Any visitor to central Moscow in early twentieth century would have been overwhelmed by the quantity of small business advertisement plastered across buildings. Photo studios, rooms, glass-cutters, bakers and sellers of everything from seeds to dental equipment – their signs beckoned locals and visitors, many of them painted directly on the walls.
Few remnants of that economic activity survived. But some Muscovites today are trying to resurrect signs that have hidden beneath decades of paint, on buildings that are still standing. Meet the team of Remember Everything, a group of activists, preservationists and art restorers crowdfunding their way to the resurrection of several old signs around the Russian capital.
Over the past few years the group, coordinated by Natalia Tarnavskaya, has restored about a half-dozen signs from the first two decades of the 20th century, as well as other curious Moscow elements, bringing back the quirky character of the city of that era. We caught up with Natalia Tarnavskaya after her team completed its latest project, the sign of a former bakery.

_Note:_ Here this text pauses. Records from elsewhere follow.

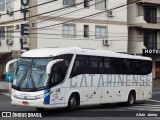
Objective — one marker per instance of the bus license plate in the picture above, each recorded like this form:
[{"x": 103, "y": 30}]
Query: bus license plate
[{"x": 25, "y": 103}]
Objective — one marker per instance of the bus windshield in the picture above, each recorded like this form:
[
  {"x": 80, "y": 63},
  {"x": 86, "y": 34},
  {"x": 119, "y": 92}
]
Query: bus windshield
[{"x": 31, "y": 73}]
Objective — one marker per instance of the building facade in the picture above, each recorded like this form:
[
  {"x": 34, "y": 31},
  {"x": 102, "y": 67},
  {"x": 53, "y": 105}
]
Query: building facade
[
  {"x": 144, "y": 31},
  {"x": 70, "y": 27},
  {"x": 11, "y": 19}
]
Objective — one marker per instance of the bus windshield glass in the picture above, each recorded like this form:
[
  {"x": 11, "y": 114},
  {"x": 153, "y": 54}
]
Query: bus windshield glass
[{"x": 31, "y": 73}]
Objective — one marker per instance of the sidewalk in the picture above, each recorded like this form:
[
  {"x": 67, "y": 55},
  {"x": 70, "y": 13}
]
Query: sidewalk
[{"x": 4, "y": 87}]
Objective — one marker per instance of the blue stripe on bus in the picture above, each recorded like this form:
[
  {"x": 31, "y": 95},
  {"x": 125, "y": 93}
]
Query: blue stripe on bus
[{"x": 47, "y": 98}]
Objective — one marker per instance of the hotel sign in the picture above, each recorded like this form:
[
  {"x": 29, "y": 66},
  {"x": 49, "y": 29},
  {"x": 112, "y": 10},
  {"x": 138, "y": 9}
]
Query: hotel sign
[{"x": 151, "y": 52}]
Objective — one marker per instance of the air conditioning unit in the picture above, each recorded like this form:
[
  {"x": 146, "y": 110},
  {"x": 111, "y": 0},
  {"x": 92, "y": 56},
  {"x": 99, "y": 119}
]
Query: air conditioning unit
[
  {"x": 106, "y": 43},
  {"x": 17, "y": 27},
  {"x": 10, "y": 12},
  {"x": 9, "y": 41},
  {"x": 25, "y": 40},
  {"x": 111, "y": 13}
]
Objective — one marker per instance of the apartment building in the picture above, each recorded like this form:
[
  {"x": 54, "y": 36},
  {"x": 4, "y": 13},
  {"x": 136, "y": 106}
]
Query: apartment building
[
  {"x": 144, "y": 31},
  {"x": 10, "y": 32},
  {"x": 70, "y": 27}
]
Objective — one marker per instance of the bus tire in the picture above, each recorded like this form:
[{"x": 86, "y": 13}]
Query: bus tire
[
  {"x": 131, "y": 98},
  {"x": 72, "y": 103},
  {"x": 40, "y": 109}
]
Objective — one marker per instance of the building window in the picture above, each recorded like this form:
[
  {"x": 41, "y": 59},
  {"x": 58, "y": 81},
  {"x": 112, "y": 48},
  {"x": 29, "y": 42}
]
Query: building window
[
  {"x": 150, "y": 39},
  {"x": 140, "y": 9},
  {"x": 100, "y": 4},
  {"x": 86, "y": 30},
  {"x": 86, "y": 3},
  {"x": 69, "y": 2},
  {"x": 10, "y": 4},
  {"x": 2, "y": 5},
  {"x": 10, "y": 32},
  {"x": 2, "y": 33},
  {"x": 101, "y": 32},
  {"x": 69, "y": 30}
]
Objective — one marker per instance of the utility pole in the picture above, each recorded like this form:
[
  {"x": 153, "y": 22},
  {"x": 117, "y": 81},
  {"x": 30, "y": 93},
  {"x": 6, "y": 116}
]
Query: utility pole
[{"x": 33, "y": 24}]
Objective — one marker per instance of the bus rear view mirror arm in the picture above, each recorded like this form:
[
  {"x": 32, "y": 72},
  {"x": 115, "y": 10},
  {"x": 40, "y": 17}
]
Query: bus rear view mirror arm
[
  {"x": 9, "y": 63},
  {"x": 50, "y": 64}
]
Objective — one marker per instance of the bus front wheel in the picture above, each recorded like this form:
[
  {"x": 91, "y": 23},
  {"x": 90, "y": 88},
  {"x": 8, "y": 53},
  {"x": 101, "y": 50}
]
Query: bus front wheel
[
  {"x": 72, "y": 103},
  {"x": 131, "y": 98},
  {"x": 40, "y": 109}
]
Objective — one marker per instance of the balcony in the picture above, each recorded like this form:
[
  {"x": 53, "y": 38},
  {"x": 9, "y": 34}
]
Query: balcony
[{"x": 154, "y": 20}]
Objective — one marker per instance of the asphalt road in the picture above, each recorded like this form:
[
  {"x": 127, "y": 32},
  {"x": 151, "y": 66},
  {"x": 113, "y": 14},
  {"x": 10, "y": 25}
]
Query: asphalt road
[{"x": 94, "y": 112}]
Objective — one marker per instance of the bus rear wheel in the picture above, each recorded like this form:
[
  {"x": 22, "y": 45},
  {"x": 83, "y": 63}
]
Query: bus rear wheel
[
  {"x": 131, "y": 98},
  {"x": 40, "y": 109},
  {"x": 72, "y": 103}
]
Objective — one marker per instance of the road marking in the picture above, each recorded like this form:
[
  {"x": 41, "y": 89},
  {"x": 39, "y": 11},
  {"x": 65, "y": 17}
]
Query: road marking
[
  {"x": 156, "y": 93},
  {"x": 154, "y": 101}
]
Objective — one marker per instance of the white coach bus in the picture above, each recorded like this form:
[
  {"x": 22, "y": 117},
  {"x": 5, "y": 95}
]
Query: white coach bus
[{"x": 71, "y": 77}]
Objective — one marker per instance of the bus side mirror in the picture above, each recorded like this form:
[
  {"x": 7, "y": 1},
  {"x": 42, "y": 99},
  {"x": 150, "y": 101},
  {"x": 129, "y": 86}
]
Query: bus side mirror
[
  {"x": 9, "y": 63},
  {"x": 50, "y": 64}
]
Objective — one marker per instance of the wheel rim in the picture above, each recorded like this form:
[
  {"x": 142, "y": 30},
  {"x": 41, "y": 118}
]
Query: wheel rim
[
  {"x": 131, "y": 100},
  {"x": 73, "y": 102}
]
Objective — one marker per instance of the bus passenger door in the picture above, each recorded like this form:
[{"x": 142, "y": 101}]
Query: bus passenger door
[
  {"x": 57, "y": 77},
  {"x": 107, "y": 94}
]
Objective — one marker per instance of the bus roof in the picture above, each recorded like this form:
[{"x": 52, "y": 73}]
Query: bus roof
[{"x": 51, "y": 52}]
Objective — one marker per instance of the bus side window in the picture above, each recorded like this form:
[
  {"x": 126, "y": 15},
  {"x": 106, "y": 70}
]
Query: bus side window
[
  {"x": 94, "y": 65},
  {"x": 110, "y": 66},
  {"x": 80, "y": 66}
]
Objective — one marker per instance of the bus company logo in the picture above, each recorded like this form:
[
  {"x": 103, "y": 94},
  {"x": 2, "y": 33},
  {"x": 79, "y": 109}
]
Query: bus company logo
[
  {"x": 20, "y": 115},
  {"x": 92, "y": 80},
  {"x": 6, "y": 114}
]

RL: How do you find projects? Do you get tips from locals or historians?
NT: It's always some kind of magic. Whether the info is from spies, local historians, or ourselves, it's always by accident. You can't find these objects if you're looking, because even if a sign existed somewhere, the odds that it's still there beneath the paint is a fraction of a percent, and we can't just pick apart the whole city looking for them.
RL: What are the biggest obstacles in your work? Does bureaucracy get in the way?
NT: The main problem is greedy property owners and residents. Bureaucracy is nothing when compared with the belief of human beings that their comfort is the top priority. The rest of the problems are easy to overcome.
RL: How do you make sure that the building won't get knocked down, along with the sign, a couple of years after putting in all that work?
NT: We aren't guerrilla volunteers, our restoration is done with agreement of the Moscow culture department. The latest project is a house that's already under protection, and now the sign is simply added to what's protected, which means that you can't paint over it or obstruct it.
RL: Why do you think Moscow needs these signs?
NT: Moscow needs them as much as anything else. The signs are just there, like archaeological remains, and we have no right to question whether we need them or how to make them financially profitable. History is there and that's what makes it valuable, and if we don't like it, that's not history's problem, that's our problem. It means we need to be educated to have a taste for history, while tour guides need to learn how to talk about it in an interesting way.
In terms of the signs as a genre of tourist sight, of course they are more human-scale and understandable, because we also go to bakeries and shops now, and we can compare the signs of today and a century ago. That falls under the so-called history of daily life, which is popular now, and which presents national history at a smaller scale. Also, you don't need to have special education to interpret the signs, like you do with architecture. You can just look at the sign and feel the past.